Es scheint mir angesichts solcher Unsicherheiten, wie sach- und schüler/innengemäß mit literarischen Texten umgegangen werden kann, eine mehrgleisige Strategie hilfreich: ein theologischer Lektüreversuch (der seinerseits methodisch abgesichert und literaturwissenschaftlich verantwortet sein muss und der die religionspädagogische Zeitdiagnostik einschließt), dann die Suche nach und Analyse von methodischen Vorschlägen, wie KJL in religiöse Lernprozesse eingebracht werden kann, schließlich die Analyse und Interpretation des elementaren Rezeptionsvorganges, ohne den Literatur nicht bestehen kann, den des Lesens und Imaginierens.
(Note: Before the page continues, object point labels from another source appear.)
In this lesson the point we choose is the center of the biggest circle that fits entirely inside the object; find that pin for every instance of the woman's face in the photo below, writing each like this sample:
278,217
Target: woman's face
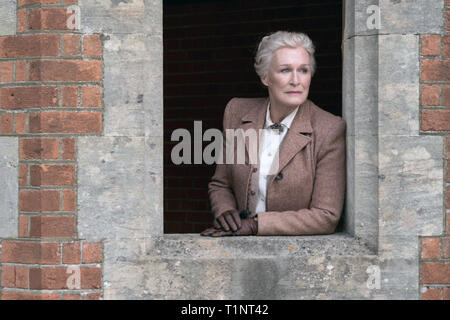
289,77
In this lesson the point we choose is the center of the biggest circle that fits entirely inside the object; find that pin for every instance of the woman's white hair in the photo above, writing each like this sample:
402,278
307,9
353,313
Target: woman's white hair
274,41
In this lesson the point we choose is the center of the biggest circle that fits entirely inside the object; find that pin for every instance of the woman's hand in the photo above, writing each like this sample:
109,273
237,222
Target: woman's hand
249,227
228,221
Danach wäre nach Anschlussmöglichkeiten einer religionspädagogischen KJL-Didaktik an Konzepte ästhetischen Lernens ebenso zu suchen wie eine Verortung im Diskurs um Theologie und Literatur. Soviel zum weiteren Programm.

Tӕring, der Name des fiktiven Ortes, in dem die Geschichte spielt, heißt auf Deutsch übrigens „rosten“ oder „korrodieren“ (Janne Teller im Interview mit Susanne Gaschke in der Zeit). Und das ist auch schon eine erste Diagnose.